In [None]:
# Install necessary libraries
# !pip install transformers pandas matplotlib

# Step 1: Load the CSV dataset
import pandas as pd

# Load the dataset
dataset = pd.read_csv("wine_reviews.csv")
print("Dataset Loaded Successfully!")
dataset.head()

# Step 2: Import HuggingFace Pipeline and Select the Zero-Shot Classification Model
from transformers import pipeline

# Define the zero-shot classification model
classifier = pipeline("zero-shot-classification", model="facebook/bart-large-mnli")
print("Model Loaded: facebook/bart-large-mnli")

# Step 3: Define Candidate Labels
candidate_labels = [
    "talks about food combinations",
    "talks about taste",
    "talks about value for money",
    "other"
]

# Step 4: Classify Reviews and Add Predicted Labels
def classify_review(review):
    # Ensure the review text is valid
    if pd.isna(review):
        return "other"
    # Perform classification
    result = classifier(review, candidate_labels)
    return result['labels'][0]  # Return the label with the highest score

# Add the predictions as a new column
dataset['talks_about'] = dataset['review'].apply(classify_review)

# Save the updated dataset (optional)
dataset.to_csv("classified_wine_reviews.csv", index=False)
print("Classification Completed and Saved to classified_wine_reviews.csv")

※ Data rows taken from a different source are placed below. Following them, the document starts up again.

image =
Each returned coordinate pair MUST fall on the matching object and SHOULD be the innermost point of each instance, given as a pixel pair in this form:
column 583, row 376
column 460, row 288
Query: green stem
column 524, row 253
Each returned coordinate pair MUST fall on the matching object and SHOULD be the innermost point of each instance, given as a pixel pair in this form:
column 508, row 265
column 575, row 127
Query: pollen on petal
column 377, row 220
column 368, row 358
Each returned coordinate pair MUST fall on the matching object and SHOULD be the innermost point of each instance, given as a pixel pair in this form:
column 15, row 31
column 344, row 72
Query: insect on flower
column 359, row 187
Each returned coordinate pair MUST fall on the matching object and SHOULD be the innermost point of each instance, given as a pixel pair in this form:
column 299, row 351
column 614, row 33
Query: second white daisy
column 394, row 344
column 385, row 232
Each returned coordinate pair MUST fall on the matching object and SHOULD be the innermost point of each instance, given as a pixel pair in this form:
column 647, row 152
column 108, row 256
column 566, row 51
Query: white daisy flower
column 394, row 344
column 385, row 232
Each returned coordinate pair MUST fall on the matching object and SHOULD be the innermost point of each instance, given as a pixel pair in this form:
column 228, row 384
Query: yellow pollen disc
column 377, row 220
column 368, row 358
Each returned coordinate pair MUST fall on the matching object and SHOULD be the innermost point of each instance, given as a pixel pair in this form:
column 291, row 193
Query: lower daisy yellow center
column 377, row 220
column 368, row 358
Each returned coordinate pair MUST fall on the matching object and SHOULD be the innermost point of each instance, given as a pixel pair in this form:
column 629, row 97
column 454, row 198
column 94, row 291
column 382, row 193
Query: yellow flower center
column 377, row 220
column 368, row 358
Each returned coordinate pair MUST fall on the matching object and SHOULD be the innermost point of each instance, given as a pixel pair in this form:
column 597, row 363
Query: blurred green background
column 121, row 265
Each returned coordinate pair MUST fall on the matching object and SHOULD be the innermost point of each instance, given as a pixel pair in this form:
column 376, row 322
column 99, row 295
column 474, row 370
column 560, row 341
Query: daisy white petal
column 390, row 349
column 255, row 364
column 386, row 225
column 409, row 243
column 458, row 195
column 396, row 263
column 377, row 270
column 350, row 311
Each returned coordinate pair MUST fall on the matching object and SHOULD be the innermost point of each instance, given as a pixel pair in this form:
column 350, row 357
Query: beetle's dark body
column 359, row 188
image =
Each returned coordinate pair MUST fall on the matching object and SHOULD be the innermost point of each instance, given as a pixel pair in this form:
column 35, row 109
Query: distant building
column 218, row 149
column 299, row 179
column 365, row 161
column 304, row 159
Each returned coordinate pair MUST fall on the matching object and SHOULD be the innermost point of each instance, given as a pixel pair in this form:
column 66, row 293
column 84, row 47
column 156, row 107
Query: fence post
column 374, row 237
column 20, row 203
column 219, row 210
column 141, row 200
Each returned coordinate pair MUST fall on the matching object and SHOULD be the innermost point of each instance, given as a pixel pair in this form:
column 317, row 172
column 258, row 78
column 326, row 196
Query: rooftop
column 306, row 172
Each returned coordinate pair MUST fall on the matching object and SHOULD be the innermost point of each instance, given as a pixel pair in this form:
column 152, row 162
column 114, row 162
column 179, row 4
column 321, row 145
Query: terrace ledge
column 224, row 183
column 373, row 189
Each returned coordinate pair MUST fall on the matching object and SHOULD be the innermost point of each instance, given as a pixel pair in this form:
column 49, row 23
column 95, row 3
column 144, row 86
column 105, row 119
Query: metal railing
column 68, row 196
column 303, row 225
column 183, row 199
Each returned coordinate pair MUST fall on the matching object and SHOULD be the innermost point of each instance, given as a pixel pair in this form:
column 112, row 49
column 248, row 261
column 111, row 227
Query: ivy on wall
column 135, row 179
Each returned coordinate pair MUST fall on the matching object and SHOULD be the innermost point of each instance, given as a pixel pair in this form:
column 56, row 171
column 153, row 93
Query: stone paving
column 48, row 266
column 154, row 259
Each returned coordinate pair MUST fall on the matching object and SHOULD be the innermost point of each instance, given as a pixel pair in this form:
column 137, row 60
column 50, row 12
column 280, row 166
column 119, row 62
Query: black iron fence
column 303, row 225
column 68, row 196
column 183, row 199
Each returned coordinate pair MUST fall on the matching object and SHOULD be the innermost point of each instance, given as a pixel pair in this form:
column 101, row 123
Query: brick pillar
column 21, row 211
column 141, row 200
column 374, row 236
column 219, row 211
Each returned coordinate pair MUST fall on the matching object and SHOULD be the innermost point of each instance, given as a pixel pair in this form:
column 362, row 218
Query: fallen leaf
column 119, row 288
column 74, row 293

# Step 5: Visualize the Spread of Categories
import matplotlib.pyplot as plt

# Count the occurrences of each category
category_counts = dataset['talks_about'].value_counts()

# Plot a bar chart
plt.figure(figsize=(10, 6))
category_counts.plot(kind='bar', color='skyblue', edgecolor='black')
plt.title("Spread of Review Categories")
plt.xlabel("Categories")
plt.ylabel("Number of Reviews")
plt.xticks(rotation=45)
plt.tight_layout()
plt.show()


Dataset Loaded Successfully!